“Blot Out My Transgressions”

Mike Johnson

In II Samuel 11 and 12, we can read the story where David committed adultery with Bathsheba.  To cover up his sin, he had her husband, Uriah, murdered.  He was eventually confronted by Nathan, a prophet of God.  At this point, David admitted he had sinned against the Lord.

It is thought Psalm 51 was written by David after his sin with Bathsheba. In this Psalm, with great sorrow and humility, he asked God (in numerous ways) to forgive him. Note verse 1 which says, “Have mercy upon me, O God, According to Your lovingkindness; According to the multitude of Your tender mercies, Blot out my transgressions.” NKJV

After asking God for mercy in the first part of the verse, in the second part he asked God to “blot out my transgressions.”  Here we see that David recognized he bore a personal responsibility for his sins, i.e. “blot out MY transgressions.”  There are many excuses David could have made in connection with his sin with Bathsheba. He could have said:

  • “Bathsheba should not have been on the roof top bathing.”
  • “Bathsheba could have said ‘no.”
  • “Someone should have kept it from happening.”
  • Regarding Uriah, “People die in war all of the time; he might have died anyway.”
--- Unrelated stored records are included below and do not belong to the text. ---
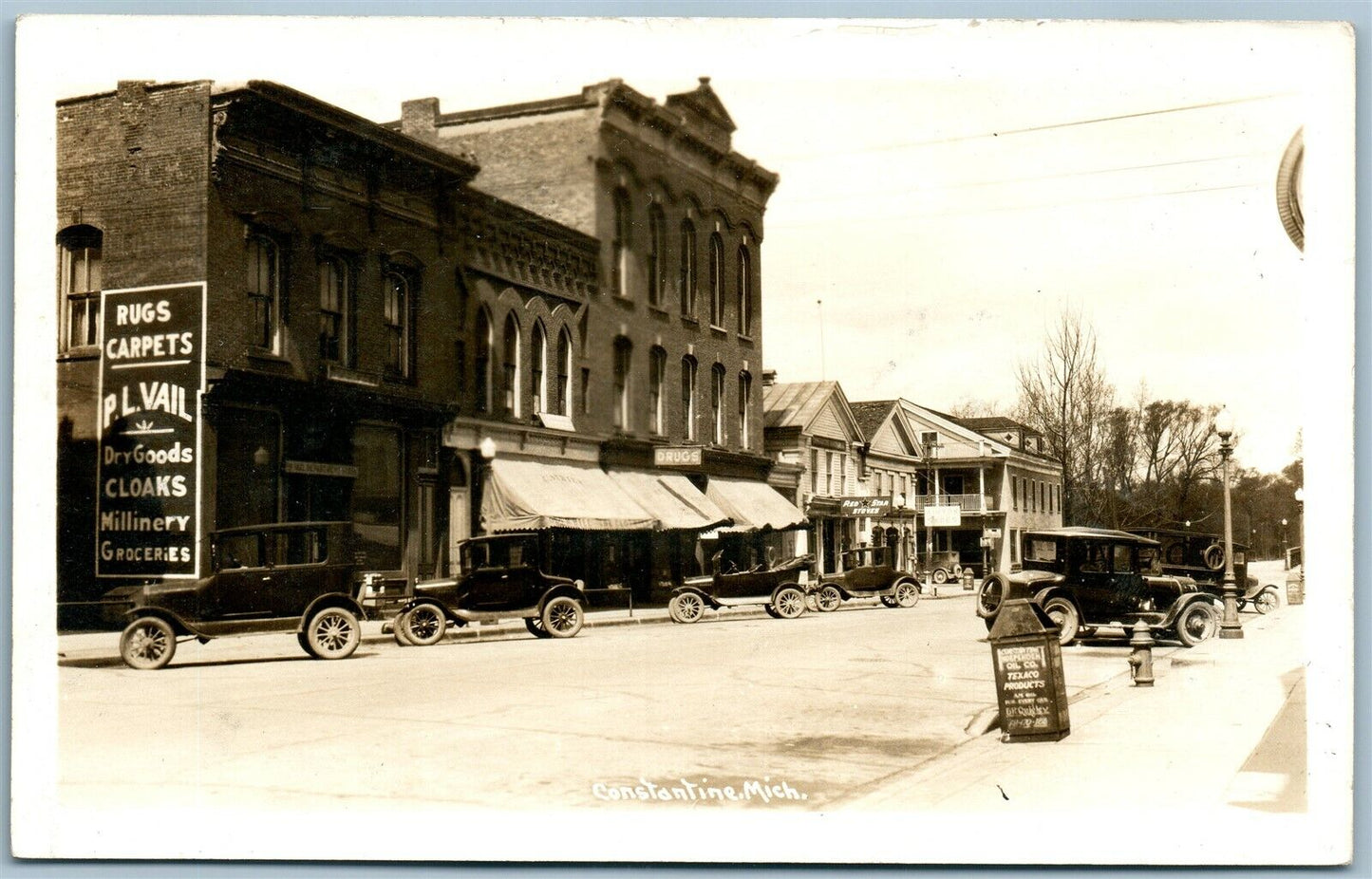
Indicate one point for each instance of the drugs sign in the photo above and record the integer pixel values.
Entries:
(148, 466)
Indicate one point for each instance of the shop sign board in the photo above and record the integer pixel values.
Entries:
(677, 457)
(865, 506)
(943, 515)
(150, 422)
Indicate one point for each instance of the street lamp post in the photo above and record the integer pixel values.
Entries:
(1230, 627)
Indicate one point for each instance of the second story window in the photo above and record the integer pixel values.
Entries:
(481, 363)
(538, 369)
(717, 403)
(623, 365)
(689, 398)
(745, 409)
(656, 370)
(335, 310)
(80, 286)
(717, 281)
(563, 404)
(745, 292)
(687, 274)
(622, 243)
(264, 283)
(511, 361)
(398, 292)
(656, 255)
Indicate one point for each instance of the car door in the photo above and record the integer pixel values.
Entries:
(242, 586)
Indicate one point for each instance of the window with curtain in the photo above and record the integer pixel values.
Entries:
(80, 286)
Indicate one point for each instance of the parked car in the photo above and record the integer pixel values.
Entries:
(1201, 557)
(295, 576)
(869, 572)
(1087, 577)
(774, 588)
(499, 576)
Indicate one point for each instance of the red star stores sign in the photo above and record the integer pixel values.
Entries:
(148, 472)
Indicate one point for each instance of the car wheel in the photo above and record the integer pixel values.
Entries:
(1065, 614)
(147, 644)
(789, 602)
(563, 617)
(400, 629)
(1196, 623)
(686, 608)
(333, 634)
(989, 595)
(424, 626)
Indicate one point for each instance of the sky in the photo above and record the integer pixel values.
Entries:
(947, 188)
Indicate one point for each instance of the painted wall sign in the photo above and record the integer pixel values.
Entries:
(865, 506)
(682, 457)
(148, 466)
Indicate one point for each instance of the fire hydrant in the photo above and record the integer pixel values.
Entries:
(1140, 662)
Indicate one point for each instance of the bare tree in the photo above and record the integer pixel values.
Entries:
(1067, 398)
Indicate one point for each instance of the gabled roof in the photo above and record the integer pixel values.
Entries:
(796, 404)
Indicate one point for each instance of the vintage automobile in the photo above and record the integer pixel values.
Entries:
(1087, 577)
(1201, 557)
(869, 572)
(295, 576)
(499, 576)
(774, 588)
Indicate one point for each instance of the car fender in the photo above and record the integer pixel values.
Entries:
(330, 600)
(172, 619)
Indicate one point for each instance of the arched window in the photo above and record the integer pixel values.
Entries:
(564, 373)
(689, 398)
(717, 280)
(656, 372)
(717, 403)
(687, 268)
(623, 366)
(335, 309)
(538, 367)
(484, 340)
(511, 363)
(398, 287)
(745, 292)
(656, 255)
(80, 286)
(745, 410)
(622, 241)
(264, 287)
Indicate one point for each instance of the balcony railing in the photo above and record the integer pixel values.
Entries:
(968, 503)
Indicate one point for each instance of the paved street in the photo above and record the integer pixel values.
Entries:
(832, 705)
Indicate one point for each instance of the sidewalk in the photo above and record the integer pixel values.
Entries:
(1221, 728)
(95, 645)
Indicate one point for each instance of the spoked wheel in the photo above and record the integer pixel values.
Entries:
(147, 644)
(1196, 623)
(563, 617)
(424, 626)
(907, 594)
(789, 602)
(333, 634)
(686, 608)
(1065, 614)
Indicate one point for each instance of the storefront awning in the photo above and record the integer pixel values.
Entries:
(754, 505)
(536, 494)
(671, 498)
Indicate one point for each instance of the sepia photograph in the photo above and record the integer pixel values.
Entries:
(684, 440)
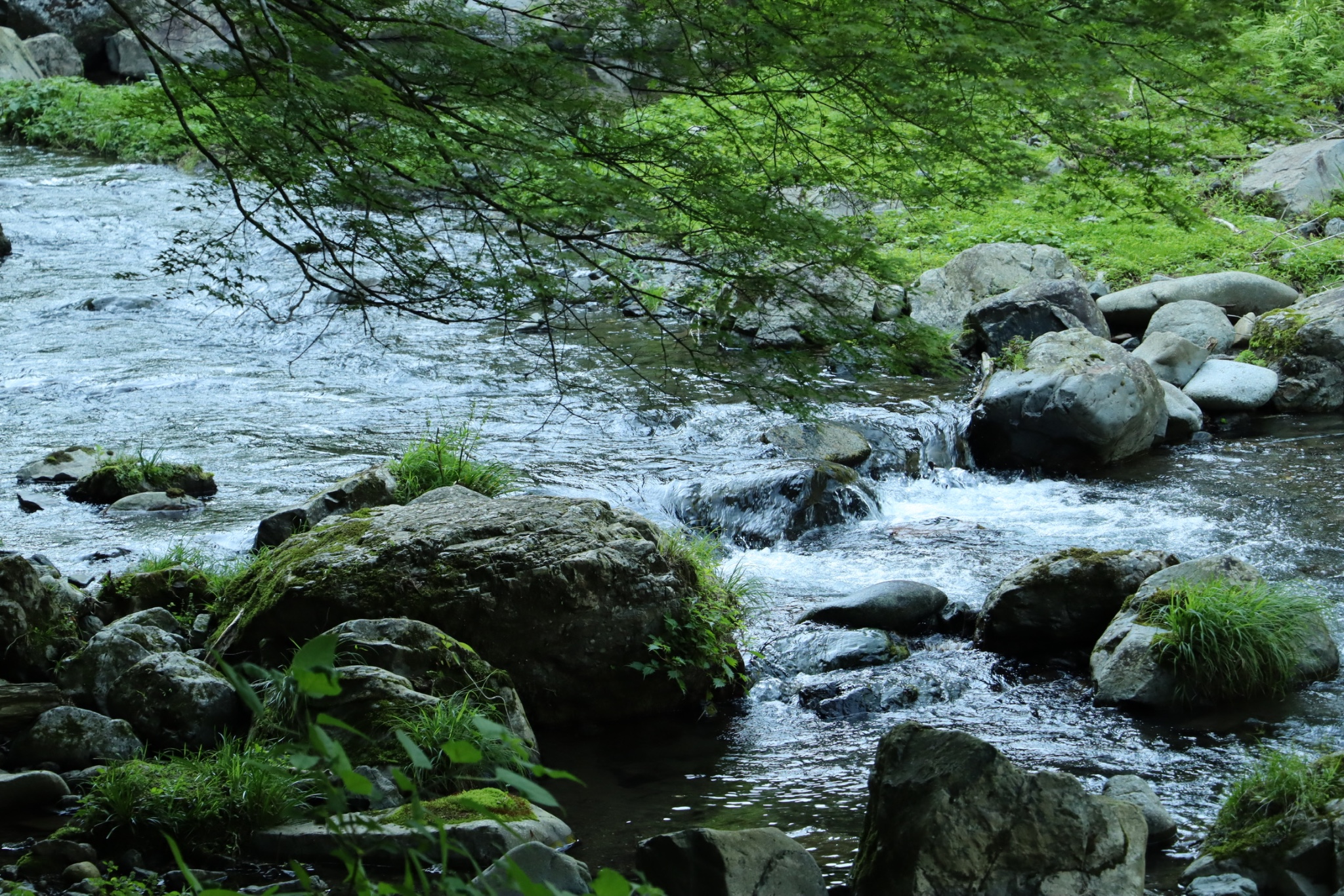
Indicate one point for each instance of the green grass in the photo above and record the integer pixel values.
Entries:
(714, 614)
(131, 123)
(452, 720)
(1228, 641)
(207, 801)
(446, 457)
(1264, 807)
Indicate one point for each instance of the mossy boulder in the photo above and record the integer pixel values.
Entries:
(121, 479)
(564, 594)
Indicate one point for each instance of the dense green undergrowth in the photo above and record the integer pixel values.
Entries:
(1264, 809)
(1228, 641)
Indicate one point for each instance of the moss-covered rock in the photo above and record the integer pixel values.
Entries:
(561, 593)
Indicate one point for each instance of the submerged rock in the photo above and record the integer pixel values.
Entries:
(942, 296)
(759, 506)
(892, 606)
(1080, 402)
(950, 815)
(564, 594)
(702, 861)
(370, 488)
(1060, 603)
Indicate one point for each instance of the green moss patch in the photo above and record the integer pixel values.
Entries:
(471, 805)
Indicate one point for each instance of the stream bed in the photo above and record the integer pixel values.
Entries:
(280, 410)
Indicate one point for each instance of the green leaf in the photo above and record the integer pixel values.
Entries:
(461, 752)
(530, 789)
(413, 750)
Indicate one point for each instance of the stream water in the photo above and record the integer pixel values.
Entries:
(282, 410)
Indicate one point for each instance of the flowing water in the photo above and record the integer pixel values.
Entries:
(278, 410)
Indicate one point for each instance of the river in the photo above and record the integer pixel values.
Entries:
(278, 410)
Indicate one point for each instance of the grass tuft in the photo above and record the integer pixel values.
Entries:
(448, 457)
(1227, 641)
(1264, 810)
(209, 801)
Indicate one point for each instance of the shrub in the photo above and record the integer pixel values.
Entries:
(714, 614)
(448, 457)
(207, 800)
(1227, 641)
(1264, 807)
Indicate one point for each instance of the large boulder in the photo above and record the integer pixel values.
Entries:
(75, 738)
(1173, 359)
(370, 488)
(175, 701)
(942, 296)
(65, 465)
(1237, 293)
(791, 308)
(1026, 312)
(1299, 176)
(901, 606)
(1059, 603)
(1081, 402)
(1203, 324)
(564, 594)
(950, 815)
(760, 504)
(55, 57)
(1231, 386)
(16, 62)
(702, 861)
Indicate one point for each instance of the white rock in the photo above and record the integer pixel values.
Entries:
(1231, 386)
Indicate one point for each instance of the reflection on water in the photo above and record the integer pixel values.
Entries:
(277, 411)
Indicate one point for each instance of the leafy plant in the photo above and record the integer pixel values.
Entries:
(448, 457)
(1281, 790)
(714, 615)
(213, 800)
(1227, 641)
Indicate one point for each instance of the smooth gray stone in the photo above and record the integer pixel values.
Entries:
(891, 606)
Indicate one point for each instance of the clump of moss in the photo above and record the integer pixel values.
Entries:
(1264, 812)
(469, 805)
(1227, 640)
(441, 457)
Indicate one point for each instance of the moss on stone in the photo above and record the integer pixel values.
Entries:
(471, 805)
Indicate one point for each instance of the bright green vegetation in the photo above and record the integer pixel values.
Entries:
(706, 638)
(1227, 641)
(129, 123)
(1282, 790)
(469, 805)
(448, 457)
(455, 720)
(206, 800)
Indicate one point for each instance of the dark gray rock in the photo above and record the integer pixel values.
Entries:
(65, 465)
(822, 441)
(523, 579)
(942, 296)
(1297, 176)
(75, 738)
(901, 606)
(701, 861)
(950, 815)
(1081, 402)
(174, 701)
(1173, 357)
(542, 866)
(55, 57)
(1231, 386)
(759, 506)
(370, 488)
(1203, 324)
(1059, 603)
(1132, 789)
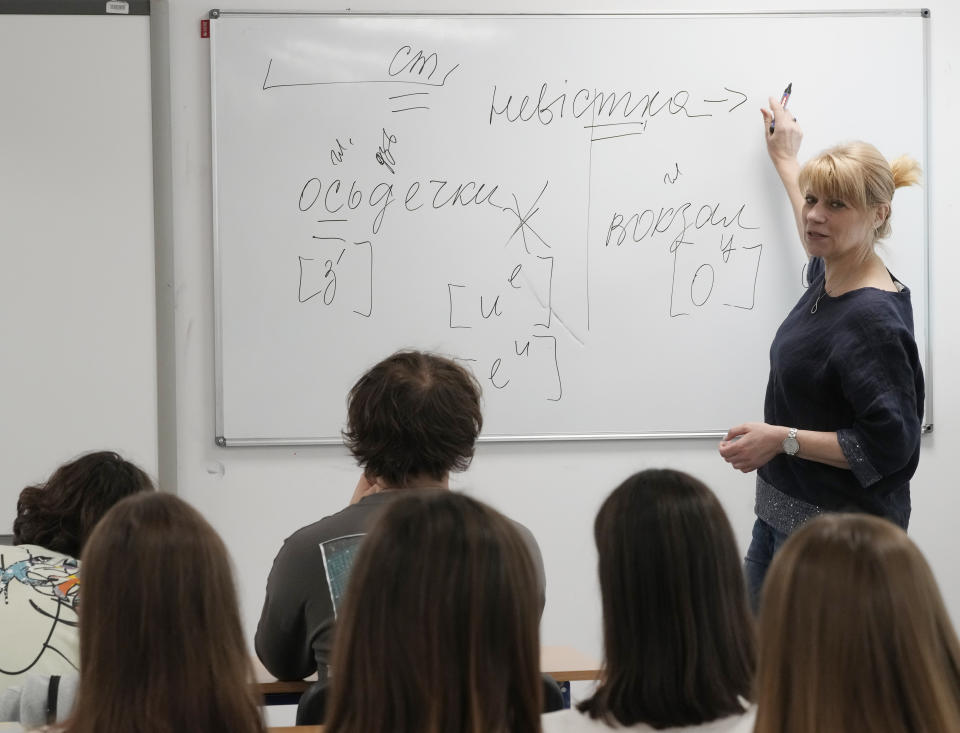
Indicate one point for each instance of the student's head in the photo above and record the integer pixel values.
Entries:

Instead, rather than making excuses, David simply said, “I have sinned against the Lord.” Today, we bear a personal responsibility— only we can do something about our sins.

In Luke 18:10-14, Jesus presented the parable of the Pharisee and the tax collector.  Here he said there were two men who went to the temple to  pray.  The Pharisee stood up and prayed, “God, I thank You that I am not like other men — extortioners, unjust, adulterers, or even as this tax collector. I fast twice a week; I give tithes of all that I possess.”  Is this Pharisee asking for God’s mercy?  Is he even acknowledging his sin?  In contrast, consider the tax collector. Luke 18:13 says, “And the tax collector, standing afar off, would not so much as raise his eyes to heaven, but beat his breast, saying, ‘God, be merciful to me a sinner!'”  The tax collector knew he was guilty of sins; he humbly asked for God’s mercy.

Back to the text, note further that David speaks of his transgressions — plural.  David did not commit just one sin.  He committed adultery, deceit, and murder.  Other sins may also have been involved.  We can see how one sin led to another.  This is not uncommon even today as a person can commit one sin which leads to a second sin to cover up the first and on and on it goes.

When we sin today, we need to have the same penitent attitude as David.